Developments Sine My Birth by Wallace ShawnDevelopments Since My Birth
By Wallace Shawn

Trump has liberated a lot of people from the last vestiges of the Sermon on the Mount. A lot of people turn out to have been sick and tired of pretending to be good.

October 27, 2020
New York Review of Books


I wonder if anyone but me remembers that during the years after the end of World War II, there were a lot of US Army jeeps on the streets of New York. I was a very little boy at the time, and I remember being lifted up to sit in them by friendly GIs. And do you remember those photographs of the American soldiers as they were being hugged and kissed by the thin, desperate-looking Europeans whose cities they’d liberated?

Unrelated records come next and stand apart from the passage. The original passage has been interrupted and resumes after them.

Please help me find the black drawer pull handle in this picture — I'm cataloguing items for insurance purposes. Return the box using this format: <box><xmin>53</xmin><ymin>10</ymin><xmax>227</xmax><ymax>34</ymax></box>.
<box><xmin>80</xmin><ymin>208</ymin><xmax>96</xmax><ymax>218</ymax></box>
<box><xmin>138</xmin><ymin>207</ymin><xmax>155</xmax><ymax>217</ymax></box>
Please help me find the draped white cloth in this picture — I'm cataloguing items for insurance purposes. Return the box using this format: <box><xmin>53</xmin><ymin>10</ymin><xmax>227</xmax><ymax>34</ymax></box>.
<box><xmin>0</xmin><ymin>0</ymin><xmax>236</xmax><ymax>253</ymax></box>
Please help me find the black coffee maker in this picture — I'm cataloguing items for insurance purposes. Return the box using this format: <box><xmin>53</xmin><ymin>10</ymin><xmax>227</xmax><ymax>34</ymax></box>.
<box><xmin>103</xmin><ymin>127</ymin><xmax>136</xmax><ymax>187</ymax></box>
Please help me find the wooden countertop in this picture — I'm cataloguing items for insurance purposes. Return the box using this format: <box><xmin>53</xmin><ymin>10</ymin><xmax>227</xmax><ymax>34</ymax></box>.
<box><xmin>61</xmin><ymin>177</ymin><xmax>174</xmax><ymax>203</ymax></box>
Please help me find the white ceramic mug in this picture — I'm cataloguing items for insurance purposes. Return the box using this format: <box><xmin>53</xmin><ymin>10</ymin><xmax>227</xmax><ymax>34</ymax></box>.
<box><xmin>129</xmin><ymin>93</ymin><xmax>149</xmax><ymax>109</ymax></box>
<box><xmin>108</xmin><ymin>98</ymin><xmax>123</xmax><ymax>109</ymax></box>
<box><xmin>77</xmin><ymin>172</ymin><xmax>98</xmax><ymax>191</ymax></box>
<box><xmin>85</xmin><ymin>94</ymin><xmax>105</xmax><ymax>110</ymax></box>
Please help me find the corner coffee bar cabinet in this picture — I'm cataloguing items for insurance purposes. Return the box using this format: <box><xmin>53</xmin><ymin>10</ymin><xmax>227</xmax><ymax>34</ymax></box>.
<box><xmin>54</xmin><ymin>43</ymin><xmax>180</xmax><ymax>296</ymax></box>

Do you remember those warm, sunny American faces? Those sincere, open faces? Those boys looked like gods or angels who had swooped down from the sky on their jeeps to save the terrified world. Everything they’d actually done during the war, everything they’d seen — the hand-to-hand combat, the firebombing of cities, the piles of corpses — it was all swept away in the glow of victory.

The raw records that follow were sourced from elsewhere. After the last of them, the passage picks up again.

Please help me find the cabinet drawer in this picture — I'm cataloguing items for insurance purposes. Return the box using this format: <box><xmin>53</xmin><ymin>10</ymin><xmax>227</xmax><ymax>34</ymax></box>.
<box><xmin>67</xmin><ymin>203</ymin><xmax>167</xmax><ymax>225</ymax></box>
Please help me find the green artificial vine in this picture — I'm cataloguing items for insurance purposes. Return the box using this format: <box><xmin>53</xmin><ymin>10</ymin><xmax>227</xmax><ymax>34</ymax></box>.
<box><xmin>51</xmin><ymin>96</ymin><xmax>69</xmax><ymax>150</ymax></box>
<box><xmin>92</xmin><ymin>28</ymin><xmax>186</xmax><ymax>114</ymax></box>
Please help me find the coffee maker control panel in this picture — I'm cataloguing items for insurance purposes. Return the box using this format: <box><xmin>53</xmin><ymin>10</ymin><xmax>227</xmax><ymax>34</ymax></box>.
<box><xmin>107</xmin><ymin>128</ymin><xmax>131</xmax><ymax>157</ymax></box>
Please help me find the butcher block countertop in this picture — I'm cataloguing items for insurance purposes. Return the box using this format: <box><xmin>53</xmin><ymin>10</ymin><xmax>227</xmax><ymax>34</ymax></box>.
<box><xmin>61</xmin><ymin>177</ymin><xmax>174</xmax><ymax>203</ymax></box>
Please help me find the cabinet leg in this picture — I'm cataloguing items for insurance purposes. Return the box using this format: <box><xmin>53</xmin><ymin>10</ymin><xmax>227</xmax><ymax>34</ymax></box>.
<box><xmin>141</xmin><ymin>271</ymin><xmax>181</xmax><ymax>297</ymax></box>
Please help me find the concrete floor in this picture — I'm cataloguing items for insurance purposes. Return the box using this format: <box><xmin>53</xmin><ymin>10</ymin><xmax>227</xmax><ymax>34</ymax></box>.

And for the next twenty years, we were dazzled by the never-abating, mind-boggling cascade of prosperity and consumer magic lifting up the middle class. Political speeches overflowed with generosity and altruism. Were people said to be suffering somewhere in America? Were people suffering anywhere on earth? Our politicians won votes by promising to help them. Americans seemed addicted to the feeling that their country represented goodness, decency, and kindness in a world where evil had almost prevailed.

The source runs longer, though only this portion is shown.